E mesmo quando o texto do novo código tem a oportunidade de
fazer justiça, dando tratamento diferenciado para os agricultores familiares,
ainda corre o risco de ser subvertido por brechas legislativas. O substitutivo
do Senado aperfeiçoou proposta ao criar capítulo específico para os
agricultores familiares. Contudo, objetivo tão nobre corre risco de ser
corrompido, por equiparar outros segmentos que não demandam tratamento
específico e por não se resguardar da possível fragmentação das áreas - que
também levarão a equiparação inapropriada.
Definitivamente, o projeto de novo código florestal não
moderniza o anterior, que, de fato, requeria atualização. O novo código nasce
velho, curvado sob o peso de arcaicos vícios brasileiros, e aponta para
posições dúbias. Enquanto é conivente com a depredação de nosso patrimônio
ambiental, não lida com as verdadeiras questões estruturais - as patologias
do capitalismo, do modelo produtivo vigente, o sentido de modernidade, o
próprio conteúdo ético da relação homem-natureza, o individualismo exacerbado,
a perda da identidade coletiva. A questão
ambiental é uma questão ideológica e, portanto, política.

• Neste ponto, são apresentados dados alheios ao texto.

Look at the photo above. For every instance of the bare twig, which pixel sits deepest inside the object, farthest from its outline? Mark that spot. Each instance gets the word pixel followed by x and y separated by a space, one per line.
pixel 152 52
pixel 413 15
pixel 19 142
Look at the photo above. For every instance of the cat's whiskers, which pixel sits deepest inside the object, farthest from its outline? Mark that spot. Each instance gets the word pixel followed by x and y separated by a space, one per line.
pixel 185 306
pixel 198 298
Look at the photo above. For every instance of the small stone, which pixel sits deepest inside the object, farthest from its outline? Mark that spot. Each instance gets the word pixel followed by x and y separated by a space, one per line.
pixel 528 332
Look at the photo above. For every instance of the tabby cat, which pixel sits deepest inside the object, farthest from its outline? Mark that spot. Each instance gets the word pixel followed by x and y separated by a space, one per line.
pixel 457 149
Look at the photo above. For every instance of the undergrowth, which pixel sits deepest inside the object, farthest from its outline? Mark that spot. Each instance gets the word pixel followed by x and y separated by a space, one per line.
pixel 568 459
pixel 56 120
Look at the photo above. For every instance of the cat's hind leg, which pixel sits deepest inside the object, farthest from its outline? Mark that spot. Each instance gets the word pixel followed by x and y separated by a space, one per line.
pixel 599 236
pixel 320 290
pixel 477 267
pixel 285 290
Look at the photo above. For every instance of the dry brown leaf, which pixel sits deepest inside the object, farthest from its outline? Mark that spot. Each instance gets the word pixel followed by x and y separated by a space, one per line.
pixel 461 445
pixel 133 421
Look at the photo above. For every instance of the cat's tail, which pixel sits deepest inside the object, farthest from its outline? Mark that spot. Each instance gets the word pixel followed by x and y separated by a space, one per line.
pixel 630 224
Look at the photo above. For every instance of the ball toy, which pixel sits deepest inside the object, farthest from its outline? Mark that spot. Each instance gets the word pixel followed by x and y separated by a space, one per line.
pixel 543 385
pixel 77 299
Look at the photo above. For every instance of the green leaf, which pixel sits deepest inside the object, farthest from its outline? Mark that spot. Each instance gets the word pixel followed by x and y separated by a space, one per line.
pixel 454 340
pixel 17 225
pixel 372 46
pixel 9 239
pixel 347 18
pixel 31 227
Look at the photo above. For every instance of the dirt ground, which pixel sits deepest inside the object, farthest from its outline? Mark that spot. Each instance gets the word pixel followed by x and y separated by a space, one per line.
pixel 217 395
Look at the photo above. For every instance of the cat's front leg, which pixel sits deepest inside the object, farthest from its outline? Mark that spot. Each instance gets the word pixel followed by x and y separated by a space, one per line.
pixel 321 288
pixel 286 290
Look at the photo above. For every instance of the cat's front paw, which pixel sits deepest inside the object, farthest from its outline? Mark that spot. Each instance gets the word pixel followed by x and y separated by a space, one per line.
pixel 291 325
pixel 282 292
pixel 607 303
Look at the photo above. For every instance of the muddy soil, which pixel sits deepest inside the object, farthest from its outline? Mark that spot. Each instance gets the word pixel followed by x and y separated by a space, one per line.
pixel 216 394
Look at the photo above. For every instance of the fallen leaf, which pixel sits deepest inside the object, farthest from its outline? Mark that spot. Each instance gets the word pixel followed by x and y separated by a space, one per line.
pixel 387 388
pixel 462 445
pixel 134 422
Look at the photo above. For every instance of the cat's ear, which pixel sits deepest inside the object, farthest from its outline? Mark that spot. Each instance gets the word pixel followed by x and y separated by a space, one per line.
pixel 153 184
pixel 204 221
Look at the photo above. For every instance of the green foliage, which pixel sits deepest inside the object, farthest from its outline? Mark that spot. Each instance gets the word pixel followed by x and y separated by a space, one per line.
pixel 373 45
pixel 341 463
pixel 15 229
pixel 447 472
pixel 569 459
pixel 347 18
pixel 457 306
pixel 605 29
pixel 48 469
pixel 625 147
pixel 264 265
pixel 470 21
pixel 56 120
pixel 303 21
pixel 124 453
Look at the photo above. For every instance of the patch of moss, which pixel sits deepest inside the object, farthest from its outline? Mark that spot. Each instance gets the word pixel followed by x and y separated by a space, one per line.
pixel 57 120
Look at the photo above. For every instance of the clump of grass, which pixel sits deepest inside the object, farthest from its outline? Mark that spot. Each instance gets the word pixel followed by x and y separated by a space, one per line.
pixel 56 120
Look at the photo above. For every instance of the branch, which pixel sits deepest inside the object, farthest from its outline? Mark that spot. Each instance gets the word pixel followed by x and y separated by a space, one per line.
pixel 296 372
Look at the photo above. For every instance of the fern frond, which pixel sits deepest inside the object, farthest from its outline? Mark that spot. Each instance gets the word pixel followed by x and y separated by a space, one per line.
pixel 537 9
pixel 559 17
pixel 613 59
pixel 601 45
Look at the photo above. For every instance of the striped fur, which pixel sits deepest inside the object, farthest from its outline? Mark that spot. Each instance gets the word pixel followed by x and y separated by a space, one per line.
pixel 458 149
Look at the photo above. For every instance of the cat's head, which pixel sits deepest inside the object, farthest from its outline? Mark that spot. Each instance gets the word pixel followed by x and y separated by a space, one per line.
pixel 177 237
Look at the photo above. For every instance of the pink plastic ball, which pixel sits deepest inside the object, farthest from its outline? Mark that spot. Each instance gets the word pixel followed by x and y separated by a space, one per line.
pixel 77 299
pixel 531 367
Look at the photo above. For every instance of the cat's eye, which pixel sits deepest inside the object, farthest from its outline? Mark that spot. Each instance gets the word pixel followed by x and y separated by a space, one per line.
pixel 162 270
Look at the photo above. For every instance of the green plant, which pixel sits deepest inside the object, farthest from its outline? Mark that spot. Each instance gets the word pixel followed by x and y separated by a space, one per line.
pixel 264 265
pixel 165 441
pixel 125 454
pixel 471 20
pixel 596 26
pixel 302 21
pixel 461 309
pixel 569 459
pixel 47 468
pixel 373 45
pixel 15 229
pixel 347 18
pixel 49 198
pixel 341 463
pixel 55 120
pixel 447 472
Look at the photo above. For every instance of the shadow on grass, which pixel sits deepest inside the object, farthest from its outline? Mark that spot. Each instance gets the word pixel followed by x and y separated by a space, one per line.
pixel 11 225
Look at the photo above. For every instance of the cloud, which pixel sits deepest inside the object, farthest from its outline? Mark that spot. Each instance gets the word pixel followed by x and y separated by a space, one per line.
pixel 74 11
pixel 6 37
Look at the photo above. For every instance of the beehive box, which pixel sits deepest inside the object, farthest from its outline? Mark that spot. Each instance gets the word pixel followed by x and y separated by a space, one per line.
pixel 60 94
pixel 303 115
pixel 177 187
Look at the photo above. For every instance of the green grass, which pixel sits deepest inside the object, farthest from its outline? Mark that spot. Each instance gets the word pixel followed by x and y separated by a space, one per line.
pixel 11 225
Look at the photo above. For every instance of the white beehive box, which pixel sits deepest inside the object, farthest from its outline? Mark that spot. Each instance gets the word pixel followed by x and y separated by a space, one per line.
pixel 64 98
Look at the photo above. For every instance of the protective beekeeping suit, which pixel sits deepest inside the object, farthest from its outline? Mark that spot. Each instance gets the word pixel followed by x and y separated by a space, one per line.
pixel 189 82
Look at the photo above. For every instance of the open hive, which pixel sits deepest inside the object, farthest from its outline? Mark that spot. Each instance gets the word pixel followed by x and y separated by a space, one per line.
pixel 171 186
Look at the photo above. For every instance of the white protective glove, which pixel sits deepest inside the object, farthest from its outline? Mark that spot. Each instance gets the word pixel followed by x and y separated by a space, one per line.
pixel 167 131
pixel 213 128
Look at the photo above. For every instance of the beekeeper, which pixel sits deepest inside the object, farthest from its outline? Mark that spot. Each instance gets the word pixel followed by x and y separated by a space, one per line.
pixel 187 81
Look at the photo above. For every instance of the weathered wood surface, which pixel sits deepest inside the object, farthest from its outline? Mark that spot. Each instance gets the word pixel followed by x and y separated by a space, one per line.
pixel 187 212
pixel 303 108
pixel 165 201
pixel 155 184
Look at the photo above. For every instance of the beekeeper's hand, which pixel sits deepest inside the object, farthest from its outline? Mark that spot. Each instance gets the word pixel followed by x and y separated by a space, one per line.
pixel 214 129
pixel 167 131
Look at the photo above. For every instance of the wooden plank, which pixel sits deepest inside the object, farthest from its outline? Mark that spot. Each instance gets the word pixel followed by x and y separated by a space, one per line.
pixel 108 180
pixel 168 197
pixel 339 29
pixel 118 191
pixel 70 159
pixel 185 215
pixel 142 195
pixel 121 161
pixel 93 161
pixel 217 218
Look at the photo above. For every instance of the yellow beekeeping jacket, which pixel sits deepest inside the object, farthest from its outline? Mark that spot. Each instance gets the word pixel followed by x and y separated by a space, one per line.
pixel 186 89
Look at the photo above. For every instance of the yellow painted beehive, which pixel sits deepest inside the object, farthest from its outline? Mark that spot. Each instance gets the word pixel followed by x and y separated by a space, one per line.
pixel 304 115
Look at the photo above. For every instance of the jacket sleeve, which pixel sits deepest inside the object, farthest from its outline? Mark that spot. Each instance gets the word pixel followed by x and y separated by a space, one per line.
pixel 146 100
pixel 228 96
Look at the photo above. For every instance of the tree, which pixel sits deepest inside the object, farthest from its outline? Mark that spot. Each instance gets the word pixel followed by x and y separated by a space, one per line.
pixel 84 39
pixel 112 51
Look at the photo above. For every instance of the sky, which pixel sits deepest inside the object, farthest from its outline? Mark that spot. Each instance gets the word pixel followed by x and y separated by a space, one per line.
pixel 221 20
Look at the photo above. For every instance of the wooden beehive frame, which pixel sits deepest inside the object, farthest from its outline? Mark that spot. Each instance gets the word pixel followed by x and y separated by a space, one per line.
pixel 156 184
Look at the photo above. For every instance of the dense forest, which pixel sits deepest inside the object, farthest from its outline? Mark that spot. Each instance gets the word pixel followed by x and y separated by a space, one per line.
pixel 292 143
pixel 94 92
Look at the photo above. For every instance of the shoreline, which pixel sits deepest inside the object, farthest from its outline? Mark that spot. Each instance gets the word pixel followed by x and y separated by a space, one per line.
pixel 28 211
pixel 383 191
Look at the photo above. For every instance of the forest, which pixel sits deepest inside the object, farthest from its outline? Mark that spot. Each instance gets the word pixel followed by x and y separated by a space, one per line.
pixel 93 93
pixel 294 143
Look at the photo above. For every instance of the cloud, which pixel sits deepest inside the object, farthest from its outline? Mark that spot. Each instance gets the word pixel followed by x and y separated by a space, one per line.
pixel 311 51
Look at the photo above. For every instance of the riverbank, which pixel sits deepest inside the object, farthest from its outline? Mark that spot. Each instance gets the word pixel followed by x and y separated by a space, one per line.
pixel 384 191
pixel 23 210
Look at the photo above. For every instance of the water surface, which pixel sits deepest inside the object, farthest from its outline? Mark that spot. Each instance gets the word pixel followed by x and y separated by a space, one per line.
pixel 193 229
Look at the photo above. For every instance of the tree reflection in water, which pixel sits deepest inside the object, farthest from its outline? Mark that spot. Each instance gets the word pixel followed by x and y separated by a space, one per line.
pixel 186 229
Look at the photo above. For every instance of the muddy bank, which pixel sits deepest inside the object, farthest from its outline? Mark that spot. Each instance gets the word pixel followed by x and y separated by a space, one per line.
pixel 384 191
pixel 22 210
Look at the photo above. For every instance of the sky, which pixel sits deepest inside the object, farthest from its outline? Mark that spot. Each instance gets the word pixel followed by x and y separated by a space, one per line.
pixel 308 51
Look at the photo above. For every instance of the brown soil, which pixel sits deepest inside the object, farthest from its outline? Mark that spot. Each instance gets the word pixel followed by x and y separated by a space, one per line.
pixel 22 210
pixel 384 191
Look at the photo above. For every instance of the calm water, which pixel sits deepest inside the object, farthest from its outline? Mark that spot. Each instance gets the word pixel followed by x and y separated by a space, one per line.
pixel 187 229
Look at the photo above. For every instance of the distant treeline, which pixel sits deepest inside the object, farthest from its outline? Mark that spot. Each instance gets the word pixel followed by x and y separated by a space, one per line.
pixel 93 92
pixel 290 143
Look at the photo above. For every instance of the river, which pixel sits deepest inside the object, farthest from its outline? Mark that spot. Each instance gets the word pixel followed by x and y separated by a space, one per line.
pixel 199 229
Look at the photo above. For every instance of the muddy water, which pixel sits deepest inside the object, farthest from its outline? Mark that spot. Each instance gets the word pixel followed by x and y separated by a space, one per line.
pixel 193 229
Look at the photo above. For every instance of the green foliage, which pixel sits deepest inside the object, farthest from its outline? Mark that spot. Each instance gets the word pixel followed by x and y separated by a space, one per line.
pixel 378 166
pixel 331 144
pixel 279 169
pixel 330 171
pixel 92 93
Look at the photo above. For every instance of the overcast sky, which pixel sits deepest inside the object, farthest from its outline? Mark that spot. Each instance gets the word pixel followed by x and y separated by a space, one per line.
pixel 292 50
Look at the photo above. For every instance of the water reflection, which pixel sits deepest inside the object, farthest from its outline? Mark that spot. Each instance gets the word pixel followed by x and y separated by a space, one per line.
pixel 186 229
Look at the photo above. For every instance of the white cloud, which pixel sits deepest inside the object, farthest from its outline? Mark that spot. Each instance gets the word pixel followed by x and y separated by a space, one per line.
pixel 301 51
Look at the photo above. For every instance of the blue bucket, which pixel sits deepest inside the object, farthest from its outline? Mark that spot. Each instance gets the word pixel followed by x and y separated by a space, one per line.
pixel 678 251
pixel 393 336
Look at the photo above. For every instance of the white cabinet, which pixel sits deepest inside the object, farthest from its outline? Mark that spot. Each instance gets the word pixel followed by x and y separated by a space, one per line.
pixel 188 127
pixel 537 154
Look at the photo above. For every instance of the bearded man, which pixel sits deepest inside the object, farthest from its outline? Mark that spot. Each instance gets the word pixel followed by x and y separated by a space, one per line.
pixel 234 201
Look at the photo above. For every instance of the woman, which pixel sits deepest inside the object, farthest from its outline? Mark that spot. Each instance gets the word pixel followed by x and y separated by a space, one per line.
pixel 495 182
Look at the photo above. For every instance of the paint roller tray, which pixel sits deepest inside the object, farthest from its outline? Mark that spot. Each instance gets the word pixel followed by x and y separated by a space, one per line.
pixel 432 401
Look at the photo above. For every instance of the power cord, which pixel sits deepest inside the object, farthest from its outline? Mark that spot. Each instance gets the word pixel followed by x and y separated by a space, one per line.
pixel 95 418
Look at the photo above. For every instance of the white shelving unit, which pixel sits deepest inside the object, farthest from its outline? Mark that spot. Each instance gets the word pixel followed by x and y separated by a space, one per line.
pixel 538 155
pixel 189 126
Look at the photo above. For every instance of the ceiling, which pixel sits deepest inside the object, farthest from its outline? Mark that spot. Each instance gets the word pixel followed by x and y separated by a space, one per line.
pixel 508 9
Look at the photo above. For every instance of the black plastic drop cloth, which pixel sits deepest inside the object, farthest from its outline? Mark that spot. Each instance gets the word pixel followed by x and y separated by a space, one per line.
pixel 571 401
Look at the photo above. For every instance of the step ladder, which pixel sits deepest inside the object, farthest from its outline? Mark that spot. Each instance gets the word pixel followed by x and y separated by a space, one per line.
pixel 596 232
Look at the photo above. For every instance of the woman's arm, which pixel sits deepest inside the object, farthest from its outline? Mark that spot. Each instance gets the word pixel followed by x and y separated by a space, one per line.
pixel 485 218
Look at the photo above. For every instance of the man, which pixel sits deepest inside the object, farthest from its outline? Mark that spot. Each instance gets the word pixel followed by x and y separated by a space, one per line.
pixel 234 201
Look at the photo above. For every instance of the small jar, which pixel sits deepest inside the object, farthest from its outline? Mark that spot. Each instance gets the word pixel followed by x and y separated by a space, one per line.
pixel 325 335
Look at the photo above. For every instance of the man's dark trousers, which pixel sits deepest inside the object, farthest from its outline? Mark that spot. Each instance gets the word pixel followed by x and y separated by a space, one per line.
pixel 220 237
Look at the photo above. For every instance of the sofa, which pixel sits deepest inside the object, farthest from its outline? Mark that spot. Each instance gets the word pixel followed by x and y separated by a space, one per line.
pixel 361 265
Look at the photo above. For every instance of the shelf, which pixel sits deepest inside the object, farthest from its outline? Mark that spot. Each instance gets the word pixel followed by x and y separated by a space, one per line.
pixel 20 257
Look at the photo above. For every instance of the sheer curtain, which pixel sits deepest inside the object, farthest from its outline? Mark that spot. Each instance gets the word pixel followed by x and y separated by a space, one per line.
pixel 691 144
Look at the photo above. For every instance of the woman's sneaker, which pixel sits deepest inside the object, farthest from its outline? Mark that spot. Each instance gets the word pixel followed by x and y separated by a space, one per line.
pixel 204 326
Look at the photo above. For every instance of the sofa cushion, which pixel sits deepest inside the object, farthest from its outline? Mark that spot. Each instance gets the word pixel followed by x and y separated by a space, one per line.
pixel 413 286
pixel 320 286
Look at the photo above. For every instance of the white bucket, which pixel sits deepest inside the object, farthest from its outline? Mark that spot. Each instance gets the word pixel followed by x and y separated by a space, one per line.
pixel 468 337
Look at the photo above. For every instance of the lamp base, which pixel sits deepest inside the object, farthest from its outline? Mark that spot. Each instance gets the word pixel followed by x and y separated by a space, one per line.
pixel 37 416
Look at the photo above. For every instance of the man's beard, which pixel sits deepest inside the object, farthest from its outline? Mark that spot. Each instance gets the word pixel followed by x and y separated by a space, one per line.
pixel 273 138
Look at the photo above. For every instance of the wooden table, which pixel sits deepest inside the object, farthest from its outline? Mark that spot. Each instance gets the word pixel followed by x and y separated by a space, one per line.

Por isso, o país prende a respiração à espera do veto da
presidenta Dilma. Sobre seus ombros repousam imensas responsabilidades e a
esperança de milhões de brasileiros. E não apenas de brasileiros, nem só de
ambientalistas. Importantes entidades da sociedade civil – como a CNBB e a ABPC
— opuseram-se ao novo Código. A opinião pública tem se mostrado amplamente
favorável à proteção do meio ambiente e de nossa biodiversidade, e
suficientemente consciente de que defender nosso inestimável patrimônio natural
não significa opor-se ao desenvolvimento, mas qualificá-lo e torná-lo
sustentável. Entretanto, a maioria da representação política, nas duas Casas do
Congresso, virou as costas para a vontade da maioria e para o futuro do país.